4) Keesaan Wujud. Kaum wujudiyah missal syamsuddin, member tafsiran lain kepada kalimat syahadat yang berbunyi la ilaha illallah (tiada tuhan melainkan Allah) yaitu tiada wujudku hanya wujud Allah
Beberapa Kitab Karangan Syamsuddin Al-Sumatrani
1) Jawhar al-Haqa’iq
Kitab ini menggunakan bahasa arab, kita Jawhar al-Haqa’iq merupakan karyanya yang paling lengkap yang telah disunting oleh Van Nieuwenhuijze. Kitab ini menyajikan pengajaran tentang martabat tujuh dan jalan untuk mendekatkan diri kepada Tuhan.
2) Risalah Tubayyin Mulahazat al-Muwahhidin wa al-Mulhidin fi Dzikr Allah
Kitab ini menggunakan bahasa arab, karya yang telah disunting oleh Van Nieuwenhuijze ini, kendati relative singkat, cukup penting karena mengandung penjelasan tentang perbedaan pandangan antara kaum yang mulhid dengan yang bukan mulhid.
3) Mir’at al-Mu’minin
Kitab ini menggunakan bahasa melayu, karya ini menjelaskan tentang ajaran keimanan kepada Allah, para rasul-nya, kitab-kitab-Nya, para Malaikat-Nya, hari akhirat-Nya, dan kadar-Nya. Jadi pengajarannya dalam karya ini membicarakan butir-butir akidah, sejalan dengan paham Ahlus Sunnah wal Jama’ah (Asy’ariah-Sanusiah).

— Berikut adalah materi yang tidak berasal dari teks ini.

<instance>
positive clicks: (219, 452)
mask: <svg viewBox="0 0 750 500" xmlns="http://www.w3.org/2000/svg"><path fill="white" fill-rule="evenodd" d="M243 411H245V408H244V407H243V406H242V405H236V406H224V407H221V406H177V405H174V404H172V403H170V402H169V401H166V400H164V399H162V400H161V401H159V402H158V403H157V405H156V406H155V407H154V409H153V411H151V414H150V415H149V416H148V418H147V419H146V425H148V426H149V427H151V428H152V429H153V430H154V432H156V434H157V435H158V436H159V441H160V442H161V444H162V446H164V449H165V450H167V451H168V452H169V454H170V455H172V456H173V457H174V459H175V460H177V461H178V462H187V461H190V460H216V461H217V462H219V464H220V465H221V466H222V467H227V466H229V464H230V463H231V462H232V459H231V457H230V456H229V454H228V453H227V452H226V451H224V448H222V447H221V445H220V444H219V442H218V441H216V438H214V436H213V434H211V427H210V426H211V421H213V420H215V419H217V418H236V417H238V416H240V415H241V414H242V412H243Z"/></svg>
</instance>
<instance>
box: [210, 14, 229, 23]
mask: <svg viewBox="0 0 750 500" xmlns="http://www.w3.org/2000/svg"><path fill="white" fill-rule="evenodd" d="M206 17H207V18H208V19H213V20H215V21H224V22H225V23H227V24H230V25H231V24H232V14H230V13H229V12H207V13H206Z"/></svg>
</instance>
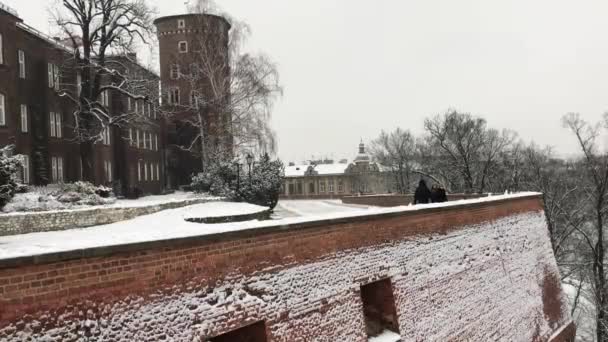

4) Syarah Ruba’I Hamzah Fansuri
Kitab ini menggunakan bahasa melayu, karya ini merupakan ulasan 39 bait (156 baris) syair Hamzah Fansuri, isinya antara lain menjelaskan kesatuan wujud (wahdat al-wujud).
5) Syarah Sya’ir Ikan Tongkol
Kitab ini menggunakan bahasa melayu, karya ini merupakan ulasan (syarh) terhadap 48 baris sya’ir Hamzah Fansuri yang mengupas soal Nur Muhammad dan cara untuk mencapai fana di alam Allah.
6) Nur al-Daqa’iq
Kitab ini menggunakan bahasa melayu, karya tulis yang sudah ditranskip oleh AH. Johns ini (1953) mengandung pembicaraan tentang rahasia ilmu makrifah (martabat tujuh).
7) Thariq al-Salikin
Kitab ini menggunakan bahasa melayu, karya ini mengandung penjelasan tentang sejumlah istilah, seperti wujud, adam, haqq, bathil, wajib, mukmin, mumtani.
8) Mir’at al-Iman/Kitab Bahr al-Nur
Kitab ini menggunakan bahasa melayu, karya ini brebicara tentang ma’rifah, martabat tujuh dan tentang ruh.
9) Kitab al-Harakah
Kitab ini menggunakan bahasa arab dan bahasa melayu. Karya ini berbicara tentang ma’rifah atau martabat tujuh.